Couverture du Nouveau Magazine Littéraire
Couverture du Nouveau Magazine Littéraire Crédits : SL - Radio France

« Départ », « débarquement » ou « clap de fin » c’est selon dans la presse pour évoquer la rupture consommée entre l’actionnaire majoritaire du Nouveau Magazine Littéraire, Claude Perdriel et l’ancien nouveau directeur du journal Raphaël Glucksmann.

Qui dit rupture dit lettres de rupture. Et celles-ci viennent d’être mises en ligne sur le site du mensuel, avant d’être publiées simultanément dans le nouveau numéro à paraître cette semaine. Nous voilà débarrassé d’un éventuel feuilleton «  crise au Magazine Littéraire » ou de la diffusion sur les réseaux sociaux de correspondances privées. Le processus en somme nous invite à dépasser le micro événement médiatique pour regarder cette explication par éditos interposés à la lettre justement. Parce que dans ces mots se dessinent des enjeux pour la bataille des idées.

Au sein de la nouvelle formule du magazine lancé en décembre : écrivains, poètes et penseurs étaient conviés à cette bataille. « Dans un élan commun d’exploration de la cité et de refondation d’idéaux humanistes attaqués de toutes parts » selon Raphaël Gluscksmann. Il souhaitais je cite « une forme de radicalité dans le questionnement ». Réponse de Claude Perdriel : « la radicalité dans le questionnement ne peut pas interdire la nuance, le doute, la réflexion permanente ».

Dés lors l’écume de la séparation s’est résumée à cette idée, l’intellectuel Raphaël Glucksmann serait débarqué de la direction pour ses positions anti-Macron, au-delà de la sphère même du magazine. Tandis que son ancien patron s’en défendrait.  «Cher Raphaël Glucksmann. Je suis de gauche, mais pas comme vous » commence-t-il, et « il serait absurde, cher Raphaël, de croire que nous pouvons être pro-ou anti-Macron». Rappelant au passage que le nouveau directeur, Nicolas Domenach, ex-directeur adjoint de la rédaction du magazine Marianne, a exprimé « de justes, et parfois sévères, critiques sur la politique économique, sociale et fiscale du gouvernement ».
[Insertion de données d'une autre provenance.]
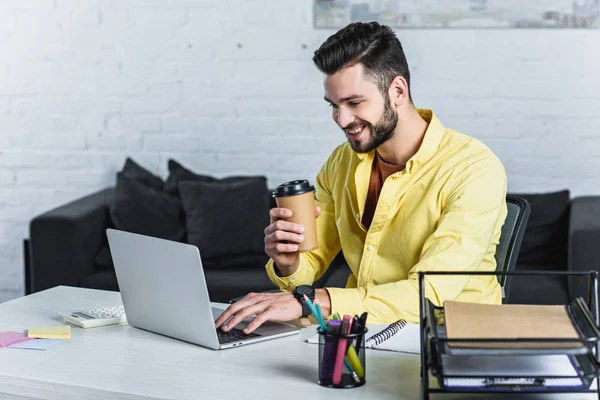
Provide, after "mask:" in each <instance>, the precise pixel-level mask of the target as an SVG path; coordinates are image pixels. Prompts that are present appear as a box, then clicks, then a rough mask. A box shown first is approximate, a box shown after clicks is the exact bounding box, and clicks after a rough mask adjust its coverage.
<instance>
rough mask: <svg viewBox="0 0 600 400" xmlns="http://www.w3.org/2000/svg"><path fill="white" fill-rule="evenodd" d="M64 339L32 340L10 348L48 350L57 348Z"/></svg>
mask: <svg viewBox="0 0 600 400" xmlns="http://www.w3.org/2000/svg"><path fill="white" fill-rule="evenodd" d="M63 341H64V340H63V339H31V340H28V341H26V342H21V343H15V344H11V345H10V346H8V348H9V349H26V350H48V349H49V348H51V347H54V346H56V345H57V344H59V343H60V342H63Z"/></svg>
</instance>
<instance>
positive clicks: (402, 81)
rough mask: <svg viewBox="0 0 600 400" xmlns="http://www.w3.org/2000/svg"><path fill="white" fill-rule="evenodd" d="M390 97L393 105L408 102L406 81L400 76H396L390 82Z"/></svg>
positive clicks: (405, 79)
mask: <svg viewBox="0 0 600 400" xmlns="http://www.w3.org/2000/svg"><path fill="white" fill-rule="evenodd" d="M389 94H390V99H392V102H393V104H394V106H395V107H400V106H402V105H404V104H406V103H407V102H408V99H409V96H408V82H406V79H404V78H403V77H401V76H397V77H395V78H394V80H392V83H391V84H390V90H389Z"/></svg>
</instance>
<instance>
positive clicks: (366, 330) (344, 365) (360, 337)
mask: <svg viewBox="0 0 600 400" xmlns="http://www.w3.org/2000/svg"><path fill="white" fill-rule="evenodd" d="M317 332H318V334H319V365H318V367H319V372H318V373H319V385H321V386H326V387H331V388H354V387H359V386H362V385H364V384H365V381H366V380H365V378H366V376H365V375H366V364H365V333H366V332H367V329H366V328H365V329H364V330H362V331H360V332H355V333H349V334H340V333H328V332H323V331H322V330H321V329H320V328H319V329H317Z"/></svg>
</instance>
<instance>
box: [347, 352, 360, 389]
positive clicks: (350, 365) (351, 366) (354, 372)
mask: <svg viewBox="0 0 600 400" xmlns="http://www.w3.org/2000/svg"><path fill="white" fill-rule="evenodd" d="M344 364H346V368H348V371H350V374H352V379H354V382H356V383H360V378H359V377H358V375H357V374H356V372H354V369H352V366H351V365H350V362H348V359H347V358H345V359H344Z"/></svg>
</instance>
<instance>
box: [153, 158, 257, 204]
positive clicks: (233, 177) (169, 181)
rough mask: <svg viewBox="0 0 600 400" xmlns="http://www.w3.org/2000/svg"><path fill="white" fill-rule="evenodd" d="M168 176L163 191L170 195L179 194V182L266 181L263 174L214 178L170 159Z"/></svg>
mask: <svg viewBox="0 0 600 400" xmlns="http://www.w3.org/2000/svg"><path fill="white" fill-rule="evenodd" d="M168 168H169V176H168V177H167V181H166V182H165V192H167V193H169V194H172V195H179V184H180V183H181V182H222V183H227V182H237V181H245V180H248V179H262V180H263V181H265V184H266V182H267V178H266V177H265V176H235V175H234V176H226V177H224V178H220V179H219V178H215V177H213V176H210V175H202V174H197V173H195V172H193V171H191V170H190V169H188V168H186V167H184V166H183V165H181V164H180V163H178V162H177V161H175V160H172V159H170V160H169V162H168Z"/></svg>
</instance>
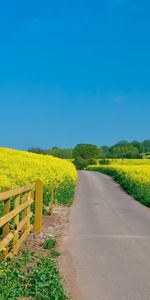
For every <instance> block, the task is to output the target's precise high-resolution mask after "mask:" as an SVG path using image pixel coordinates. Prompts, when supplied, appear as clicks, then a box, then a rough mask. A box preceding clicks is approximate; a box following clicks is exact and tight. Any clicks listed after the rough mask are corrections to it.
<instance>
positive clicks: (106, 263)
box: [69, 171, 150, 300]
mask: <svg viewBox="0 0 150 300" xmlns="http://www.w3.org/2000/svg"><path fill="white" fill-rule="evenodd" d="M69 247H70V249H69V251H70V252H71V255H72V257H73V261H74V265H75V268H76V284H77V287H78V289H79V290H80V291H81V294H82V295H83V298H84V299H85V300H134V299H135V300H150V209H148V208H146V207H144V206H142V205H141V204H140V203H138V202H136V201H135V200H133V199H132V198H131V197H130V196H128V195H127V194H126V193H125V192H124V191H122V189H121V188H120V186H119V185H118V184H116V183H115V182H113V181H112V179H111V178H110V177H108V176H106V175H103V174H100V173H97V172H88V171H80V172H79V182H78V187H77V192H76V201H75V203H74V205H73V207H72V209H71V215H70V231H69Z"/></svg>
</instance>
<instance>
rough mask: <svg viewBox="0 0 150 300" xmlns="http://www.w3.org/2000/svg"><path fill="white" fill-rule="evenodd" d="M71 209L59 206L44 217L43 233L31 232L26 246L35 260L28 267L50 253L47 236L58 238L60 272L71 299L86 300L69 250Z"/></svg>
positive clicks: (24, 246)
mask: <svg viewBox="0 0 150 300" xmlns="http://www.w3.org/2000/svg"><path fill="white" fill-rule="evenodd" d="M70 209H71V208H68V207H64V206H57V207H55V209H54V214H53V215H52V216H44V217H43V226H42V233H41V234H39V235H37V234H35V233H34V232H31V234H30V235H29V237H28V239H27V241H26V244H25V245H24V248H27V249H29V250H30V251H31V252H34V253H35V254H34V258H33V260H32V261H31V262H30V263H29V264H28V266H27V268H30V267H34V265H36V264H37V262H38V260H39V259H40V257H41V256H46V255H49V253H50V250H46V249H44V248H43V243H44V241H45V239H47V238H56V240H57V247H56V250H57V251H58V252H59V253H60V257H59V258H58V259H57V260H56V262H57V264H58V266H59V269H60V273H61V275H62V277H63V281H64V286H65V289H66V291H67V293H68V295H69V297H70V299H71V300H85V299H84V297H83V296H82V295H81V292H80V291H79V290H78V287H77V283H76V267H75V264H74V260H73V257H72V255H71V253H70V251H69V215H70Z"/></svg>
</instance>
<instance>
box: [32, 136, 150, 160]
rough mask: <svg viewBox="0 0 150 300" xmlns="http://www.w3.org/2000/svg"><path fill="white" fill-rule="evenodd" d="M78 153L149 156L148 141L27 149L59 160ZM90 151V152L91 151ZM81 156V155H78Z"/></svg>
mask: <svg viewBox="0 0 150 300" xmlns="http://www.w3.org/2000/svg"><path fill="white" fill-rule="evenodd" d="M76 149H77V150H78V152H83V155H81V156H83V157H84V158H85V157H87V156H88V157H89V153H90V155H91V151H92V156H91V157H90V158H91V159H92V158H95V156H96V158H121V157H124V158H142V157H143V155H145V154H150V140H145V141H144V142H139V141H132V142H128V141H120V142H118V143H116V144H114V145H112V146H106V145H104V146H100V147H99V146H96V145H92V144H78V145H77V146H76V147H75V148H59V147H52V148H50V149H42V148H38V147H37V148H35V147H32V148H29V149H28V151H29V152H34V153H39V154H48V155H53V156H55V157H60V158H68V159H73V158H75V156H76V155H75V153H76V151H75V150H76ZM91 149H92V150H91ZM80 154H81V153H80Z"/></svg>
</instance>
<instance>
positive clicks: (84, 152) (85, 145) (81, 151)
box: [73, 144, 99, 159]
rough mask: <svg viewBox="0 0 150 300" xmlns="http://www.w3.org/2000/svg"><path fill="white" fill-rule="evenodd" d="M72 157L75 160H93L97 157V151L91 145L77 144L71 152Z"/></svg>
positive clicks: (97, 154) (97, 156) (87, 144)
mask: <svg viewBox="0 0 150 300" xmlns="http://www.w3.org/2000/svg"><path fill="white" fill-rule="evenodd" d="M73 157H74V158H75V159H77V158H83V159H95V158H98V157H99V149H98V147H97V146H96V145H92V144H78V145H77V146H76V147H75V148H74V150H73Z"/></svg>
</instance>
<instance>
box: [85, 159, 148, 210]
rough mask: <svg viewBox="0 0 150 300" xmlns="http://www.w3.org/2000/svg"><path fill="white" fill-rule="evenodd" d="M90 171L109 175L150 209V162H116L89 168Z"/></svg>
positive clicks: (128, 191) (142, 159)
mask: <svg viewBox="0 0 150 300" xmlns="http://www.w3.org/2000/svg"><path fill="white" fill-rule="evenodd" d="M88 169H89V170H94V171H99V172H102V173H105V174H108V175H110V176H112V177H113V179H114V180H115V181H117V182H118V183H119V184H120V185H121V186H122V187H123V188H124V189H125V190H126V191H127V193H128V194H129V195H131V196H132V197H134V199H136V200H138V201H140V202H141V203H142V204H144V205H146V206H148V207H150V160H146V159H128V160H124V162H123V164H122V161H121V160H114V161H112V162H111V163H110V164H109V165H96V166H89V167H88Z"/></svg>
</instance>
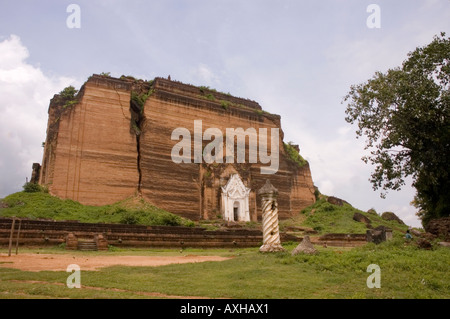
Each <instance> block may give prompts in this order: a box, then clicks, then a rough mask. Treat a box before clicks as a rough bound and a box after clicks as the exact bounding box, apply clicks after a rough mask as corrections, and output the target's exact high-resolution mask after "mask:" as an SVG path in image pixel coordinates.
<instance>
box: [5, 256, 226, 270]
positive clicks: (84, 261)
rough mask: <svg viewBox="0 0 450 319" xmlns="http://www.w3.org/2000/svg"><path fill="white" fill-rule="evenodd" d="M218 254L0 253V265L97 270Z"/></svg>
mask: <svg viewBox="0 0 450 319" xmlns="http://www.w3.org/2000/svg"><path fill="white" fill-rule="evenodd" d="M227 259H230V258H228V257H219V256H196V255H186V256H80V255H71V254H19V255H11V256H9V257H8V255H7V254H0V267H4V268H15V269H20V270H24V271H44V270H50V271H66V270H67V266H69V265H71V264H76V265H78V266H80V269H81V270H98V269H99V268H102V267H108V266H115V265H121V266H163V265H169V264H184V263H197V262H204V261H224V260H227Z"/></svg>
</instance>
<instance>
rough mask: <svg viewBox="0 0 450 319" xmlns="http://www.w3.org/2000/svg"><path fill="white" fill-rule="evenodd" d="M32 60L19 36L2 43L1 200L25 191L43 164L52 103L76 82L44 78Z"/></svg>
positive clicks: (0, 137) (42, 73)
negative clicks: (59, 95) (27, 178)
mask: <svg viewBox="0 0 450 319" xmlns="http://www.w3.org/2000/svg"><path fill="white" fill-rule="evenodd" d="M28 57H29V52H28V49H27V48H26V47H25V46H24V45H23V44H22V42H21V40H20V38H19V37H18V36H16V35H11V36H10V37H9V38H7V39H6V40H4V41H2V42H0V149H1V154H2V156H1V157H0V197H4V196H6V195H8V194H10V193H12V192H15V191H19V190H21V186H22V185H23V184H24V183H25V179H26V178H27V177H28V178H29V177H30V176H31V166H32V163H33V162H41V160H42V146H41V144H42V142H43V141H44V140H45V132H46V126H47V109H48V104H49V101H50V99H51V98H52V96H53V95H54V94H55V93H57V92H59V91H61V90H62V89H63V88H64V87H65V86H67V85H70V84H72V85H74V82H75V81H74V80H73V79H70V78H65V77H58V78H51V77H48V76H46V75H44V73H43V72H42V71H41V70H40V69H39V68H38V67H35V66H32V65H30V64H28V63H27V61H26V60H27V58H28Z"/></svg>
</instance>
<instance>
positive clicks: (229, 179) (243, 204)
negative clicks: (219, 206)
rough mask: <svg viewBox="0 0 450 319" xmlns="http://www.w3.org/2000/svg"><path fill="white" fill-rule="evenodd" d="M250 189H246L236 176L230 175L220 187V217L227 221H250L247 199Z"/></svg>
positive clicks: (248, 208)
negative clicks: (221, 217) (220, 199)
mask: <svg viewBox="0 0 450 319" xmlns="http://www.w3.org/2000/svg"><path fill="white" fill-rule="evenodd" d="M249 194H250V188H248V187H246V186H245V185H244V183H243V182H242V180H241V178H240V177H239V175H238V174H233V175H231V177H230V179H229V180H228V183H227V184H226V185H225V187H222V206H221V211H222V216H223V219H225V220H228V221H250V212H249V203H248V197H249Z"/></svg>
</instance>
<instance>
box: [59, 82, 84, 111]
mask: <svg viewBox="0 0 450 319" xmlns="http://www.w3.org/2000/svg"><path fill="white" fill-rule="evenodd" d="M77 93H78V90H76V89H75V88H74V87H73V86H72V85H69V86H68V87H66V88H64V89H63V90H62V91H61V92H59V93H58V95H59V99H60V100H61V102H62V104H63V108H67V107H70V106H72V105H75V104H77V103H78V102H79V101H78V99H77V98H76V96H77Z"/></svg>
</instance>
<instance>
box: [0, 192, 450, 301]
mask: <svg viewBox="0 0 450 319" xmlns="http://www.w3.org/2000/svg"><path fill="white" fill-rule="evenodd" d="M3 202H4V203H7V204H8V205H9V206H10V207H9V208H2V209H0V215H3V216H11V215H16V216H19V215H20V216H24V217H34V218H36V217H44V218H53V219H79V220H81V221H87V222H91V221H96V222H98V221H105V222H117V221H120V219H121V218H123V215H124V214H125V212H129V211H134V210H141V211H148V212H151V211H153V210H154V213H155V214H159V213H164V214H165V213H166V212H160V211H159V210H158V209H156V208H155V207H153V206H151V205H149V204H147V203H145V202H142V201H140V200H139V199H128V200H126V201H123V202H120V203H117V204H114V205H108V206H102V207H90V206H82V205H80V204H79V203H76V202H73V201H70V200H65V201H62V200H59V199H57V198H54V197H52V196H50V195H48V194H43V193H34V194H26V193H16V194H12V195H10V196H8V197H7V198H5V199H4V200H3ZM355 211H358V212H360V213H362V214H363V215H365V216H367V217H368V218H370V219H371V220H372V225H373V226H374V227H376V226H378V225H385V226H389V227H392V228H393V229H394V230H404V229H406V228H407V226H404V225H400V224H398V223H397V222H387V221H384V220H382V219H381V218H380V217H379V216H378V215H373V214H368V213H365V212H361V211H359V210H357V209H355V208H353V207H351V206H350V205H344V206H342V207H339V206H335V205H331V204H329V203H327V202H326V201H325V199H322V200H319V201H318V202H317V203H315V204H314V205H312V206H311V207H308V208H306V209H305V210H303V211H302V213H300V214H299V215H298V216H296V217H295V218H292V219H289V220H285V221H281V222H280V227H281V228H282V229H283V228H285V227H287V226H294V225H297V226H306V227H311V228H315V229H317V230H318V231H319V232H320V233H327V232H333V233H339V232H341V233H349V232H350V233H364V232H365V231H366V227H365V225H364V224H362V223H359V222H356V221H353V219H352V218H353V214H354V212H355ZM402 235H403V234H402V232H401V231H397V232H395V233H394V239H393V240H392V241H389V242H384V243H381V244H379V245H375V244H372V243H370V244H367V245H365V246H363V247H357V248H353V249H343V248H332V247H329V248H323V247H316V248H318V250H319V254H318V255H312V256H310V255H298V256H291V255H290V252H291V251H292V250H293V249H294V248H295V246H296V243H291V244H285V245H284V247H285V249H286V252H282V253H274V254H261V253H259V252H258V249H257V248H248V249H232V250H229V249H217V250H216V249H214V250H206V251H205V250H198V249H197V250H196V249H187V250H185V251H183V252H182V254H180V252H179V250H178V249H176V250H175V249H174V250H151V251H150V250H131V251H130V250H126V251H124V250H121V249H116V250H113V251H108V252H73V253H74V254H83V255H86V256H89V255H124V254H125V255H148V256H152V255H164V256H166V255H178V256H180V255H186V254H198V255H203V254H208V255H211V254H213V255H222V256H231V255H232V256H234V257H235V258H233V259H230V260H227V261H224V262H206V263H197V264H180V265H168V266H162V267H122V266H114V267H108V268H104V269H101V270H99V271H83V270H82V279H81V280H82V285H85V286H93V287H99V288H101V290H91V289H68V288H67V287H66V286H65V282H66V279H67V276H68V274H67V273H66V272H52V271H42V272H38V273H35V272H26V271H19V270H14V269H8V268H0V299H2V298H59V297H63V298H64V297H69V298H152V296H147V295H142V292H159V293H165V294H168V295H184V296H208V297H231V298H448V296H449V295H450V278H449V277H448V272H449V271H450V268H449V264H450V249H448V248H445V247H434V249H433V250H421V249H418V248H417V246H416V245H414V244H413V243H409V244H406V243H405V240H404V239H403V238H402ZM5 251H6V250H5V249H3V250H2V249H0V252H1V253H3V252H5ZM39 251H40V252H41V253H44V252H46V253H49V252H50V253H67V251H65V250H63V249H60V248H57V247H55V248H53V249H47V251H45V250H43V249H42V250H41V249H39ZM23 252H31V251H30V250H24V249H22V250H21V253H23ZM370 264H377V265H379V266H380V269H381V288H380V289H369V288H368V287H367V285H366V280H367V278H368V276H369V275H370V274H371V273H368V272H367V267H368V266H369V265H370ZM199 278H201V279H200V280H199ZM14 280H16V281H14ZM17 280H19V282H17ZM27 281H30V282H27ZM31 281H45V282H50V283H55V284H54V285H52V284H42V283H33V282H31ZM114 289H124V290H126V291H115V290H114Z"/></svg>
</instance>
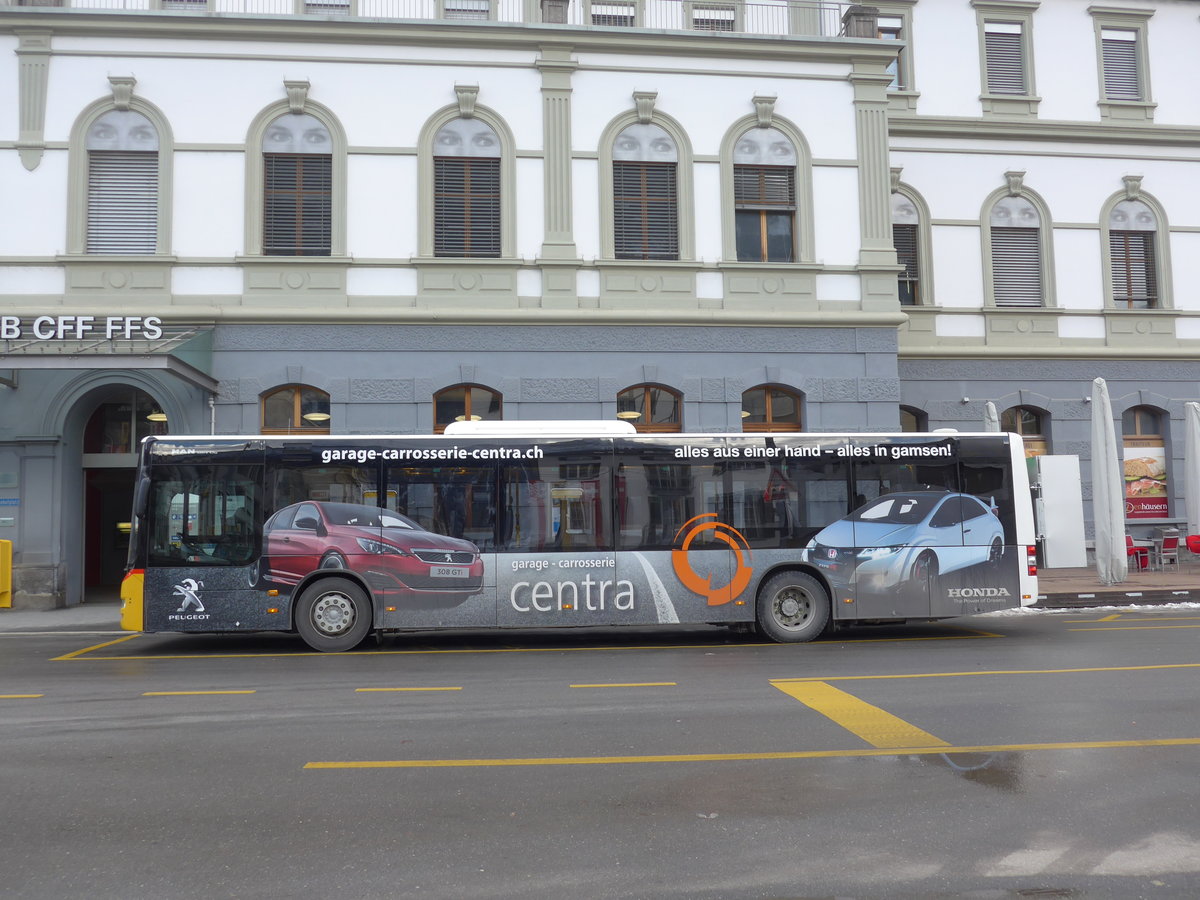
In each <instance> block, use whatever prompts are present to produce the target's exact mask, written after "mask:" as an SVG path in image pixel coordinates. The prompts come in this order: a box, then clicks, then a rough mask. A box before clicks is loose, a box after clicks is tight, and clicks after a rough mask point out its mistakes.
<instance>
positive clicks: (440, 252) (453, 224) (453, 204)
mask: <svg viewBox="0 0 1200 900" xmlns="http://www.w3.org/2000/svg"><path fill="white" fill-rule="evenodd" d="M433 256H436V257H498V256H500V161H499V160H498V158H492V157H463V156H434V157H433Z"/></svg>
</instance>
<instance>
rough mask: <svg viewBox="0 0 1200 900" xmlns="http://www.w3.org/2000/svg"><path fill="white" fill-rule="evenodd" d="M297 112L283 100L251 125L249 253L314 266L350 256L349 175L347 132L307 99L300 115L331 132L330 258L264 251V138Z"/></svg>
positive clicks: (278, 101)
mask: <svg viewBox="0 0 1200 900" xmlns="http://www.w3.org/2000/svg"><path fill="white" fill-rule="evenodd" d="M292 112H294V108H293V106H292V102H290V101H288V100H281V101H277V102H275V103H271V104H270V106H268V107H265V108H264V109H262V110H260V112H259V113H258V115H256V116H254V119H253V121H251V124H250V130H248V131H247V133H246V212H245V215H246V242H245V254H246V256H247V257H253V258H256V259H272V260H295V262H299V263H304V264H311V263H312V262H313V260H324V259H330V258H335V259H336V258H340V257H341V258H344V257H346V232H347V211H346V210H347V176H346V169H347V164H346V158H347V143H346V130H344V128H342V124H341V122H340V121H338V119H337V116H336V115H334V113H332V110H330V109H329V108H328V107H325V106H323V104H320V103H314V102H313V101H311V100H305V101H304V106H302V108H301V109H300V112H302V113H306V114H308V115H311V116H313V118H314V119H317V120H318V121H319V122H320V124H322V125H324V126H325V128H326V130H328V131H329V137H330V143H331V148H330V156H331V160H330V169H331V175H332V198H331V203H330V246H329V256H328V257H325V256H320V257H318V256H296V257H276V256H270V254H266V253H264V252H263V239H264V221H263V220H264V211H263V192H264V191H265V179H264V175H263V138H264V137H265V134H266V127H268V126H269V125H270V124H271V122H272V121H275V120H276V119H277V118H280V116H281V115H284V114H286V113H292Z"/></svg>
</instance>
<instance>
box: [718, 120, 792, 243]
mask: <svg viewBox="0 0 1200 900" xmlns="http://www.w3.org/2000/svg"><path fill="white" fill-rule="evenodd" d="M796 163H797V154H796V146H794V145H793V144H792V142H791V140H790V139H788V138H787V136H786V134H784V133H782V132H781V131H779V130H778V128H750V130H749V131H746V132H745V133H744V134H743V136H742V137H739V138H738V139H737V143H736V144H734V145H733V218H734V230H736V234H737V248H738V259H739V260H742V262H755V263H758V262H761V263H791V262H794V260H796Z"/></svg>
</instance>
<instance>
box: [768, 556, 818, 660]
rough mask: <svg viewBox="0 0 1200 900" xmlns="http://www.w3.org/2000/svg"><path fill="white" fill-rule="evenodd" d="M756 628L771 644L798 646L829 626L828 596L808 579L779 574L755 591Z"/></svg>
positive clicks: (817, 581) (802, 575) (808, 578)
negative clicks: (767, 637) (756, 594)
mask: <svg viewBox="0 0 1200 900" xmlns="http://www.w3.org/2000/svg"><path fill="white" fill-rule="evenodd" d="M755 613H756V616H757V619H758V628H760V629H762V632H763V634H764V635H767V637H769V638H770V640H773V641H779V642H780V643H800V642H803V641H811V640H812V638H815V637H817V636H818V635H821V632H823V631H824V630H826V628H828V625H829V614H830V610H829V592H828V590H826V589H824V586H822V584H821V582H820V581H817V580H816V578H814V577H812V576H811V575H805V574H804V572H780V574H779V575H773V576H772V577H770V578H768V580H767V581H766V582H763V584H762V587H760V588H758V598H757V600H756V601H755Z"/></svg>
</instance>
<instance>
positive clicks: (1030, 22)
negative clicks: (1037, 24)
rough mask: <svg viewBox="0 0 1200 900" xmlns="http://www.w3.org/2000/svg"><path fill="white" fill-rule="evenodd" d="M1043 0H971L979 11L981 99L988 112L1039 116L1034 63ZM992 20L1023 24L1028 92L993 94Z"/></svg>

Je ne m’étendrai pas sur le complément 2.0 de l’édito de Raphaël Glucksmann, posté cette fois sur ses comptes Facebook et Twitter, qui évoque son refus de formuler des louanges auxquelles il ne croit pas. Ou encore cette nouvelle insulte politique qu’on aurait proféré à son endroit « wauquizeo-mélanchoniste » …

Pour reprendre un peu de hauteur on pourrait souligner que la dissension plus que politique ou philosophique est tout simplement économique. Bien sûr la nouvelle formule a gagné de nouveaux lecteurs et abonnés, mais ce serait peu au regard des dépenses marketing. Enfin puisque je m’attache ici aux lettres et pas aux chiffres, je relève cette formule qui m’interpelle. 

« Nous n'avons que faire des bien-pensants et c'est précisément pour cela qu'il nous fait nous séparer du «vieux monde» écrit Claude Perdriel. La « radicalité du questionnement » voulue par Raphaël Glucksman  et que j’évoquais pus tôt, se serait donc mue en « bien-pensance de l’ancien monde». 

Mais comment les points de vue divers, volontiers disruptifs, ou en marge, mobilisés depuis la nouvelle formule de décembre pourraient incarner la « bien-pensance » ? C’est l’intention, politique, qui préside à leur réunion qui pose peut-être problème. Le danger au final d’un récit unique, « the danger of the single story » pour reprendre la formule de l’écrivaine nigériane Chimamanda Ngozi Adichie. Pour autant quelque chose glisse ici dans le langage, et il serait dommage pour la pluralité du débat de ne pas le remarquer : désarmer la radicalité en la taxant de norme.